Il n’en fut rien. Pis, il semble même que la légitimité des putschistes en tant que détenteurs du pouvoir ne soit pas entièrement remise en cause. En effet, c'était en tant que «Président de la transition» doublé de «chef d'État» que le colonel putschiste a fait le déplacement à Accra pour consultations «avec ses homologues», d’après le communiqué de la présidence malienne.

Ce titre, le désormais ex-vice-Président de la transition se l'était vu confirmer par la Cour constitutionnelle malienne, l'avant-veille du sommet d'Accra. Il ne lui sera pas contesté par la Cédéao, qui n’exigera cette fois-ci que la nomination d’un Premier ministre issu de la société civile. Une position qui détonne sensiblement par rapport à celle consécutive au coup d’État d’août 2020.

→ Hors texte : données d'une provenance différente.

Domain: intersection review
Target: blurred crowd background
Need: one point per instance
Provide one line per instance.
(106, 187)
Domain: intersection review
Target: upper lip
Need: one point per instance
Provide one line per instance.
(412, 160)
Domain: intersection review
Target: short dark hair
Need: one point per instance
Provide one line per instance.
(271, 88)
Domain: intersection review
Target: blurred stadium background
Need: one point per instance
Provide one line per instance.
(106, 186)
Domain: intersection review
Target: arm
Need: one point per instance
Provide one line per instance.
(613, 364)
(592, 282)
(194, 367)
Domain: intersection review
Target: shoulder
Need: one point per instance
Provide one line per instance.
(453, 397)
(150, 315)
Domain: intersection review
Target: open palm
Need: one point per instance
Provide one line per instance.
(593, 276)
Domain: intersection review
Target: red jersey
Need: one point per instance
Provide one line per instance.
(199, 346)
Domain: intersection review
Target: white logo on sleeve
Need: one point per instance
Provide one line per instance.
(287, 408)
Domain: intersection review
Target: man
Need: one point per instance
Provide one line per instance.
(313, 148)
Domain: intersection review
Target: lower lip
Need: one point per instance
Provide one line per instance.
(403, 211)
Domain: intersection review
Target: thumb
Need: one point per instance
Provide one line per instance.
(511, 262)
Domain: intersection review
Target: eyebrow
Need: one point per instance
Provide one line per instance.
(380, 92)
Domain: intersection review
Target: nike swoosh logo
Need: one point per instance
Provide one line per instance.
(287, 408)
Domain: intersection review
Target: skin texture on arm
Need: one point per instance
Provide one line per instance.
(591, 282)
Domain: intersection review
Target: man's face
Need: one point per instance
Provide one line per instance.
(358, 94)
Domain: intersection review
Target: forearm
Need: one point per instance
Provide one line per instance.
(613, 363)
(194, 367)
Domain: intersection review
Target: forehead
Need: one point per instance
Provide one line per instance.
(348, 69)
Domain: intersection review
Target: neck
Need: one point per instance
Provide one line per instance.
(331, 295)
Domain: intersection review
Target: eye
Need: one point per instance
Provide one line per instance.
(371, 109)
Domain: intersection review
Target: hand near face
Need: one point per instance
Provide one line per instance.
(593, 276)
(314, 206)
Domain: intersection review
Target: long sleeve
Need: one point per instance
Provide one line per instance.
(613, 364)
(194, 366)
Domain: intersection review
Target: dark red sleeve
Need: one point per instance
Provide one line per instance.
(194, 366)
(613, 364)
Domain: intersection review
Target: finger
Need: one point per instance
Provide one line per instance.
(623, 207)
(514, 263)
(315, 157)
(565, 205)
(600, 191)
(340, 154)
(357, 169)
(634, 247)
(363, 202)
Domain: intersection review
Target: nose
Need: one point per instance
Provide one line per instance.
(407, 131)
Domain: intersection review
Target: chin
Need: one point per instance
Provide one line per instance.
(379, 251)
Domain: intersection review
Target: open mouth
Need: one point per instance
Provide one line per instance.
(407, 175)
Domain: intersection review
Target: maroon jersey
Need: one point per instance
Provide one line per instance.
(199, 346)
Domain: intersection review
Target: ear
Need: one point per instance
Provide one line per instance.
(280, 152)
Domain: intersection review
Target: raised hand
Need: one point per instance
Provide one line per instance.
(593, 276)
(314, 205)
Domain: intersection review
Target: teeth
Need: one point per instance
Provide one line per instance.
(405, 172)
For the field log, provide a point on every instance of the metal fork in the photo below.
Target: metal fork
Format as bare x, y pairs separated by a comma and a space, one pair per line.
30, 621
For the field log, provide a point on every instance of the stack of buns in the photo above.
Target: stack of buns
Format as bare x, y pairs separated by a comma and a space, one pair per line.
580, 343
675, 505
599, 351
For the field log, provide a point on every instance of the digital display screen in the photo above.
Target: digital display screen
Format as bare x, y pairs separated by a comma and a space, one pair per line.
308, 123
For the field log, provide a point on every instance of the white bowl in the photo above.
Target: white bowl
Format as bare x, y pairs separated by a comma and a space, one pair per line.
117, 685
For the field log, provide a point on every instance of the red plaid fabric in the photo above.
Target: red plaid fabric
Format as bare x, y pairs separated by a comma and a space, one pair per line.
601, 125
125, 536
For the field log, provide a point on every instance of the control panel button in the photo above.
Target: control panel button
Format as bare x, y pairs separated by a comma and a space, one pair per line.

En ne remettant pas en cause la qualité de chef d'État du colonel Goïta, lequel avait pourtant déchargé le Président de la transition malienne Bah N’Daw et son Premier ministre Moctar Ouane de leurs postes, la conférence des chefs d’État de la Cédéao aura fait preuve de «faiblesse», manqué de «fermeté vis-à-vis des putschistes» selon Moussa Diop, un analyste politique sénégalais au sein de Perspectives Afrique – un groupe de réflexion sur les politiques africaines établi à Bordeaux en France –, interrogé par Sputnik.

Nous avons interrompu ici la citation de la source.